27 Sep 2019

Does ESG mean choosing principles over performance? 


Welcome to the third and final instalment in our three-part series on ESG investing. 

In week one we looked at three of the main drivers that support ESG in portfolios: how recent financial crises, growing climate change awareness, and increased regulatory pressure are combining to create a new investing landscape.

In week two we looked in more detail at demand for ESG products and analysed how flows have been split between active and passive funds, as well as highlighting the rise of ESG ETFs.

This week we look closely at the most common concern relating to ESG investing: does it require a compromise on performance? 

The #1 question for ESG investors 

Does investing sustainably mean giving up on potential returns?

To answer this question, the Lyxor Dauphine Research Academy sponsored researchers from the University of Lausanne to examine the link between ESG investing and broader investment performance. Their results are published in a new paper, called ‘ESG Investing: From Sin Stocks to Smart Beta’.1​

The research asked and answered three key questions: 

  • Does an investment in ESG degrade a portfolio’s performance?
  • What kinds of biases does a positive ESG screening strategy introduce?
  • Are there some factors that work better than others? 

Step 1: Define stock universe and ESG scoring approach 

The researchers - Fabio Alessandrini and Eric Jondeau - analysed a broad set of risk and return characteristics for up to 7,000 global stocks from the MSCI All Country World Index over the period from January 2007 to December 2018.

Each firm was awarded a score from 0-10 in each of the cornerstones of ESG – environmental, social and governance policies – as well as a composite ESG score. 

Step 2: Analyse the effect of excluding stocks according to ESG scores 

Next they analysed the impact of using this ESG score to progressively exclude stocks from the starting universe.

Their first finding was that progressively excluding the worst ESG performers led to an improvement in the average ESG score of the remaining portfolio constituents.However, the risk-return characteristics showed neither an improvement nor a deterioration.

Impact of ESG screening on MSCI Europe index


Second, the researchers looked at the effect of screening portfolio constituents according to their environmental, social or governance scores and arrived at a broadly similar conclusion: the improvement observed in the ESG profile of portfolios does not seem to happen at the expense of risk-adjusted performance.

The same outcome was observed when applying an ESG filter to smart beta portfolios. Their observations showed that, in most cases, ESG filtering results in an improvement in portfolio performance, even on a risk-adjusted basis.

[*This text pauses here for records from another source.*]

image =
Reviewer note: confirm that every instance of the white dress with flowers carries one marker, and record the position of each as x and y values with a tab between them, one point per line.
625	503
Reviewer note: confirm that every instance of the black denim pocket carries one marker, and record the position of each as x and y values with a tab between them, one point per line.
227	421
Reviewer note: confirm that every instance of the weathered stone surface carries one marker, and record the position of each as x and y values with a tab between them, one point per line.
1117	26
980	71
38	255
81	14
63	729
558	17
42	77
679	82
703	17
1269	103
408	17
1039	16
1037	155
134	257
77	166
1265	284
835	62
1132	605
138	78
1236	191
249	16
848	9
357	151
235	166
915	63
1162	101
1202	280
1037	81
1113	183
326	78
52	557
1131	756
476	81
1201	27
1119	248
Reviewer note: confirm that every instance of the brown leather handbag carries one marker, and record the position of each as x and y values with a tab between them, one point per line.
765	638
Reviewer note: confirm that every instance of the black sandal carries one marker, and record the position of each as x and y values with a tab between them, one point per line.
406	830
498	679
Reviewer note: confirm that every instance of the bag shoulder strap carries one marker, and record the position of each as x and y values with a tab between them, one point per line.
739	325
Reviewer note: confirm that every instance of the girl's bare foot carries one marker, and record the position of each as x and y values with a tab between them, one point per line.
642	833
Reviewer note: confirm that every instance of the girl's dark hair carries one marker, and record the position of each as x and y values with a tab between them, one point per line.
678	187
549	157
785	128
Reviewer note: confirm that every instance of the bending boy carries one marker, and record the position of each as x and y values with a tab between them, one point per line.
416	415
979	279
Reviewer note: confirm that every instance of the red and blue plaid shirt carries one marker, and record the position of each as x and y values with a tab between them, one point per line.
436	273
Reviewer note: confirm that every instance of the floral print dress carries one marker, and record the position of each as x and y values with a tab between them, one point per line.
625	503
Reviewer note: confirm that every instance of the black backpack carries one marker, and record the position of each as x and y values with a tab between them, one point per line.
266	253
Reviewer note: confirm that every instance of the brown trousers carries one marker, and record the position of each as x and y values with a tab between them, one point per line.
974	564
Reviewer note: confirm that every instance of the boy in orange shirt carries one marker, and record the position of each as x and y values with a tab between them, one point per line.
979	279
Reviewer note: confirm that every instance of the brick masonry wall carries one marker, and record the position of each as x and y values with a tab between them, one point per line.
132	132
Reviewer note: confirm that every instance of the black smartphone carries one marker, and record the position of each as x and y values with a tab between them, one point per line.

Step 3: Assess ‘accidental’ bets caused by ESG screening

While the results above support the case for ESG investing, investors must take care to notice the geographical and industry bets that can arise from an ESG screening approach, say Alessandrini and Jondeau.

The researchers found that the more aggressive the ESG screening approach, the larger the resulting bias towards European and Pacific region stocks, and against US and emerging markets stocks.

This reflected the lower absolute ESG scores of firms in the US and emerging markets relative to those based in Europe and the Pacific region, they concluded.

Similarly, progressively excluding stocks with the lowest ESG scores leads to an underweighting of stocks in the financial and energy sectors and an overweighting of stocks in the information technology and industrial sectors, while also lowering exposure to the size factor and value factor premia.

Becoming stricter on ESG screening generally means loading up on large, profitable, and conservative companies, Alessandrini and Jondeau conclude. 

The Lyxor view

Investors rightly question whether a preference for sustainable, socially-responsible investing means giving up on opportunities for portfolio performance.

This research project suggests that the answer is no: based on analysis of the past performance of a universe of stocks from the MSCI All Country World index, a policy of exclusion based on companies’ ESG scores did not impact portfolio performance negatively.

In some cases, it led to superior risk-adjusted returns compared to the starting universe.

However, investors should be aware that ESG screening can result in geographical, sector and industry biases, such as a skew towards Europe and the Pacific, and to large, profitable, and conservative companies.

There is fertile ground for further research on the integration of smart beta and ESG, and in building algorithms that optimise the ESG profile of portfolios while keeping exposures to various risk factors under control.

Takeaways of part 3

  • ESG investors do not have to compromise on performance.
  • A positive screening strategy based on ESG scores can raise the ESG profile of both passive and active traditional and smart beta portfolios, without reducing risk-adjusted returns.
  • A screening strategy based on ESG scores, applied over the past 10 years, has led to substantial geographical and sectoral biases. 

1 ESG Investing: From Sin Stocks to Smart Beta Alessandrini, Jondeau, June 2019.